When Romi dies, Lulu is not home. She has sneaked out with Ernie Vega, a musician friend. At a lake, Lulu swims dangerously far in the cold water, and Ernie rescues her. The next morning, Lulu finds Romi dead and is consumed by guilt, convinced her grandmother traded her life for Lulu's.

At the funeral, a woman in a yellow silk scarf approaches Romi's coffin and declares Romi was her best friend. Lulu's father is visibly afraid. Tía Yoli, Jules's older sister, orders the woman out. Lulu resolves to find the stranger and learn Romi's secrets.

Lulu visits Pilar on Loma Negra. Pilar, now in her late 60s, is renovating the old house. She is guarded but drawn to Lulu. Lulu proposes renting Pilar's garage as rehearsal space for her band in exchange for cleaning it out. Pilar agrees, deciding to stay in La Cienega longer than planned. A bond grows between them. Pilar secretly takes charge of quinceañera planning, commissioning a silver dress from a seamstress across the border.

Meanwhile, Lulu's band, eventually named Gato Negro, prepares for a gig at a nightclub across the border. The bassist finds an old red sneaker in Pilar's garage with a hand-drawn black cat on it and adopts the image as the band's logo, not knowing it belonged to Jules during the 1968 Chicano movement. The band's first show, mixing punk covers with conjunto norteño, northern Mexican accordion-driven dance music, is a success. Pilar attends and is startled to realize the nightclub sits on the former grounds of the ranch where Joselito died.

The revelation comes when Pilar shows Lulu her photo album. Lulu sees the unmistakable resemblance between José Alfredo and her own father. Pilar is her biological grandmother; Jules is the baby abandoned by the river, raised by Romi. Lulu screams at Pilar and flees. Pilar breaks down, insisting she tried to reclaim him but Romi refused.

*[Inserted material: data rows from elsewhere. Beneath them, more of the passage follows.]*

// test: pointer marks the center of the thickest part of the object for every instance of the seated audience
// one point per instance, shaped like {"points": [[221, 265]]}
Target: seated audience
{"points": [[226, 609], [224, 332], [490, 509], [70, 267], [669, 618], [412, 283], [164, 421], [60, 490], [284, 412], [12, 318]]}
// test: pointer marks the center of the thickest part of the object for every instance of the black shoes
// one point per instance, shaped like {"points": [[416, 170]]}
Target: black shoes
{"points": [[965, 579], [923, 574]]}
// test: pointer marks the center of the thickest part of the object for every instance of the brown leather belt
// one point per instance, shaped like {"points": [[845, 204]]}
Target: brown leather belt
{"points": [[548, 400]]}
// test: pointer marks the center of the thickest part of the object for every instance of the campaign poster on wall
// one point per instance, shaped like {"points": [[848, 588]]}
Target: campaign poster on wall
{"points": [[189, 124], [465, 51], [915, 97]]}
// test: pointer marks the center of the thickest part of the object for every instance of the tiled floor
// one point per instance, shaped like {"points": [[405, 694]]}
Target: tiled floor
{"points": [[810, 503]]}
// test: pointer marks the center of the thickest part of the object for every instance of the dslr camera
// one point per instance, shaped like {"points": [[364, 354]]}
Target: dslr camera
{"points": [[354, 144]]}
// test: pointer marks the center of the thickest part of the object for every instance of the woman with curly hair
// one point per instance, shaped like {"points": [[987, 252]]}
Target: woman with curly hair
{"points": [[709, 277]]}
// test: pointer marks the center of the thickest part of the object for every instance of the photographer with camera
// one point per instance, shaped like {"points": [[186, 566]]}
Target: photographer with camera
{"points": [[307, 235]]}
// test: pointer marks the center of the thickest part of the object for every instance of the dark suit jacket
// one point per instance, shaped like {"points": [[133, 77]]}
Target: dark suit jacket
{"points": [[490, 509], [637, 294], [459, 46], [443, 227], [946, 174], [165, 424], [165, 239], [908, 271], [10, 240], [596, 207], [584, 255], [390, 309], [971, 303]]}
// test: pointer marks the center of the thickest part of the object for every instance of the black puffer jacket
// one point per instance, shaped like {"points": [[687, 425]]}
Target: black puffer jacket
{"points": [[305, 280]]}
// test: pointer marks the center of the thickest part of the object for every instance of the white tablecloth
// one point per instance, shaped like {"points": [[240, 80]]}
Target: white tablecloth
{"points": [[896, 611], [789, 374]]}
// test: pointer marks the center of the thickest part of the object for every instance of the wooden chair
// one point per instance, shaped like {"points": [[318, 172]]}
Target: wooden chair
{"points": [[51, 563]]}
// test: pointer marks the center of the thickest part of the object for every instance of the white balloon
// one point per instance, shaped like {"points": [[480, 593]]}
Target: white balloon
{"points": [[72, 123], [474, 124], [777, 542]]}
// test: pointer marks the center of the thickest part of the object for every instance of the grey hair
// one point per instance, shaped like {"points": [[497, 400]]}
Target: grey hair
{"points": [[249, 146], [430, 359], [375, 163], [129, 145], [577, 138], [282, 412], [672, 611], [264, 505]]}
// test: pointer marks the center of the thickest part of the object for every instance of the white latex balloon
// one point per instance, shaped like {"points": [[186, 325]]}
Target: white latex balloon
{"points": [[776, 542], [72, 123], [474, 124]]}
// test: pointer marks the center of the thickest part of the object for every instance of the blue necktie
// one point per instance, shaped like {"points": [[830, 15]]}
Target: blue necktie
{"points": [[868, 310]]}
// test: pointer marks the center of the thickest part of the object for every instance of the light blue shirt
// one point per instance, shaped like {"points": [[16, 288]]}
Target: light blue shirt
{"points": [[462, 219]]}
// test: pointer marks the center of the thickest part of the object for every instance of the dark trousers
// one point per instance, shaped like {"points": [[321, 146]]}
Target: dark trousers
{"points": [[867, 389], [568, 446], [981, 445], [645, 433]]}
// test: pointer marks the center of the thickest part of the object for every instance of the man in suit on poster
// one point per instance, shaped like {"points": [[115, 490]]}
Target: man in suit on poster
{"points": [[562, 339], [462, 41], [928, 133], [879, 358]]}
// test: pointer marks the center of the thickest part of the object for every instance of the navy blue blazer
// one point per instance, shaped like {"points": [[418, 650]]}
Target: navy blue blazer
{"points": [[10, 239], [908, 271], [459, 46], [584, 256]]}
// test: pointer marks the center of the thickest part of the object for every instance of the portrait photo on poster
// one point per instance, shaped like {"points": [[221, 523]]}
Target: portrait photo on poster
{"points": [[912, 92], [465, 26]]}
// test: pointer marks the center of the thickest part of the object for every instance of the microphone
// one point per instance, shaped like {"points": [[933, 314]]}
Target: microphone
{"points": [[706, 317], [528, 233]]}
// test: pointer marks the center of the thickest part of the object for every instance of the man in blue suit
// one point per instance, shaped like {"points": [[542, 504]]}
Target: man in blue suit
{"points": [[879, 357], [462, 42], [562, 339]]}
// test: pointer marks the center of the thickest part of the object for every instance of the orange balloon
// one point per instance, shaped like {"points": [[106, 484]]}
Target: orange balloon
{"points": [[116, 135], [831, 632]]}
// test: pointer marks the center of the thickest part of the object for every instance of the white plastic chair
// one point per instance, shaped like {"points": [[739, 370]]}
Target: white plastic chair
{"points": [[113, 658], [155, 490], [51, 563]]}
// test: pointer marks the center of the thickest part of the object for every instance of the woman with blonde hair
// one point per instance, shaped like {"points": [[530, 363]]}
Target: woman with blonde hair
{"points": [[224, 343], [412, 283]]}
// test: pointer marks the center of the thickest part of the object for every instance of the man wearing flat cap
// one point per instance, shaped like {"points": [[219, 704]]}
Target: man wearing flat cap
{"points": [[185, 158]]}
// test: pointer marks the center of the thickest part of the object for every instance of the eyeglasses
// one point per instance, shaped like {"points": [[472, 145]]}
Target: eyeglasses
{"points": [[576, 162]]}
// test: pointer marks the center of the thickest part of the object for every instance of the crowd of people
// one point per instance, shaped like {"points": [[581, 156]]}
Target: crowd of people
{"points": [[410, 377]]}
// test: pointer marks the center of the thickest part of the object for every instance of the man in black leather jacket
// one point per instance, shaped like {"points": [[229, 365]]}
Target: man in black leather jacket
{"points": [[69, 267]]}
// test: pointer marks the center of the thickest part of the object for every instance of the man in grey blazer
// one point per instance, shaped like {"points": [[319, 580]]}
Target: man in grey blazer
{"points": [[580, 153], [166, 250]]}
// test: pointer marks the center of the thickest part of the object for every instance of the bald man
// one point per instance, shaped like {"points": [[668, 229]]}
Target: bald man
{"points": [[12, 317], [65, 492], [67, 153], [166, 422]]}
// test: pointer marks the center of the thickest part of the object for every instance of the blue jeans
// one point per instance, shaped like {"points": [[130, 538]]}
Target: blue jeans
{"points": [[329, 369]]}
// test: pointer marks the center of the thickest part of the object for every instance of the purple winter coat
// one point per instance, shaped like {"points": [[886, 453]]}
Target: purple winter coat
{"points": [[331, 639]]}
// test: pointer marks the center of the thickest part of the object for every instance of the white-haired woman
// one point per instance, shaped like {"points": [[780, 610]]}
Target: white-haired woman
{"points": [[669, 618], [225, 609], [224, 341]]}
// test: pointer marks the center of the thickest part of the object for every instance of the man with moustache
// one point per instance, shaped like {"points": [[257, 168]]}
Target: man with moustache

When Jules discovers Lulu's Gato Negro T-shirt, the Black Cat imagery triggers his buried trauma from 1968, when Felix "El Gato" Gutierrez, a young Chicano activist, was killed during unrest at a local shoe factory. Jules slaps Lulu for the first time and confiscates her belongings. Tía Yoli arranges for Lulu to move to Houston. On the night of her quinceañera, Lulu makes her choice: She puts on her Selena T-shirt, pulls on her father's leather jacket, pushes his Harley out of the workshop, and rides with her best friend, Marina, to a Selena concert instead. At the abandoned quinceañera, Pilar appears in a red velvet gown and plumed mask. Jules confronts her; she removes her mask and says his name. He collapses from a heart attack.

Jules survives. From his hospital bed, he tells Lulu he is sending her to Houston because he is the problem, not her. He confesses his involvement with the Black Cats, a Chicano activist group that supported El Gato, the night El Gato died and acknowledges that Pilar saved him for Romi's sake. Lulu overhears Yoli tell a friend the truth about the old woman who confronted Pilar decades ago: Yoli later saw the same woman at a bakery, accusing a teenage boy of being her husband. The woman had a mental health condition and was known in the community. The curse Pilar believed destroyed her family was never real.

Lulu returns to Loma Negra one final time. The house is for sale. Pilar tells Lulu that Jules is her penance, that she could not make peace with him as Romi asked, but she could help Lulu. Lulu gives Pilar her quinceañera portrait and retrieves her guitar. Pilar clutches the portrait, weeping, and calls Lulu mija, my daughter. Walking home with Marina, Lulu throws a grito, a piercing cry of triumph, into the evening air. A startled man yells from his yard. The two girls run, laughing, toward home.